Puis la nouvelle est tombée. Blêmes nous réalisions tous que le rêve venait de prendre fin. Nous assistions en direct à la plus importante faillite de tous les temps[1] ; 600 milliards d’actifs à risque soit plus de 2 fois le budget annuel de la France ! Entre les images de banquiers au regard vide sortant du fameux immeuble de la 49ème rue à New York avec leur boîte en carton et les commentaires des experts en tous genres, les jours qui suivirent le 15 septembre 2008 furent l’occasion d’une avalanche d’informations.
Qu’avons-nous fait de cette faillite ? Quelle en a été la raison profonde ?
Ici et là, Il est question de « dématérialisation » de l’économie, d’avarice, d’égoïsme, de gestion au trimestre pour faire plaisir à la bourse et aux investisseurs. Il me semble néanmoins que ces descriptifs justes ne sont que des conséquences. La cause est ailleurs et ironiquement elle pouvait être lue au détour de l’édition du Financial Times du 12 septembre dernier. Gary Silverman, rédacteur en chef adjoint, a publié un petit article de quelques paragraphes, on ne peut plus courageux : « We need a bit more love on Wall Street »[2] qui pourrait se traduire par « Wall Street a besoin d’un peu plus d’amour » sous-entendu « pour fonctionner correctement ».

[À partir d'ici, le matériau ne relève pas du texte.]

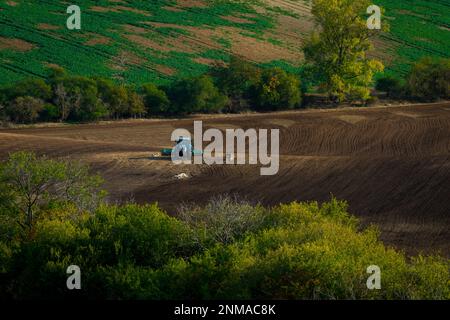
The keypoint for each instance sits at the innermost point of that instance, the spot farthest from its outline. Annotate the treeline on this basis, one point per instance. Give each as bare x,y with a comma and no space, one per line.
428,80
239,86
227,249
62,97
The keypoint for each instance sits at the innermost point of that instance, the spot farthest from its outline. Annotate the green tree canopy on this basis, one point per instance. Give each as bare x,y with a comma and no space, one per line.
338,51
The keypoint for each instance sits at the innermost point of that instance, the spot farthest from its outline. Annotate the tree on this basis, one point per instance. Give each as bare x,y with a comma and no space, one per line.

Il y explique et démontre comment, dans les années qui ont précédé la chute de Lehman Brothers, la banque avait peu à peu perdu son rôle de mise en relation dans l’optique d’aider ses clients au profit d’un rôle de maximisation du profit en partie au détriment de ses clients. En somme, il s’est opéré un basculement du « servir » au « se servir de ».
Cette dynamique a conduit à la création d’outils dont peu de personnes savaient sur quoi ils reposaient de façon tangible. Par un effet de cliquet, les outils se sont servis d’autres outils et le jour où l’outil premier ne reposait plus sur rien, tout l’édifice s’est effondré au détriment des clients et des banquiers eux-mêmes.
Et l’amour dans tout ça ?
Gary Silverman conclut en expliquant de façon éloquente que si certains banquiers faisaient preuve de plus de curiosité, de plus d’engagement, de responsabilité et de préoccupation envers leurs clients, alors une autre situation comme celle que nous avons vécue il y a 5 ans pourrait être évitée. Engagement, responsabilité, préoccupation, intérêt pour les personnes ne sont-ils pas des attributs naturellement associés à l’amour ?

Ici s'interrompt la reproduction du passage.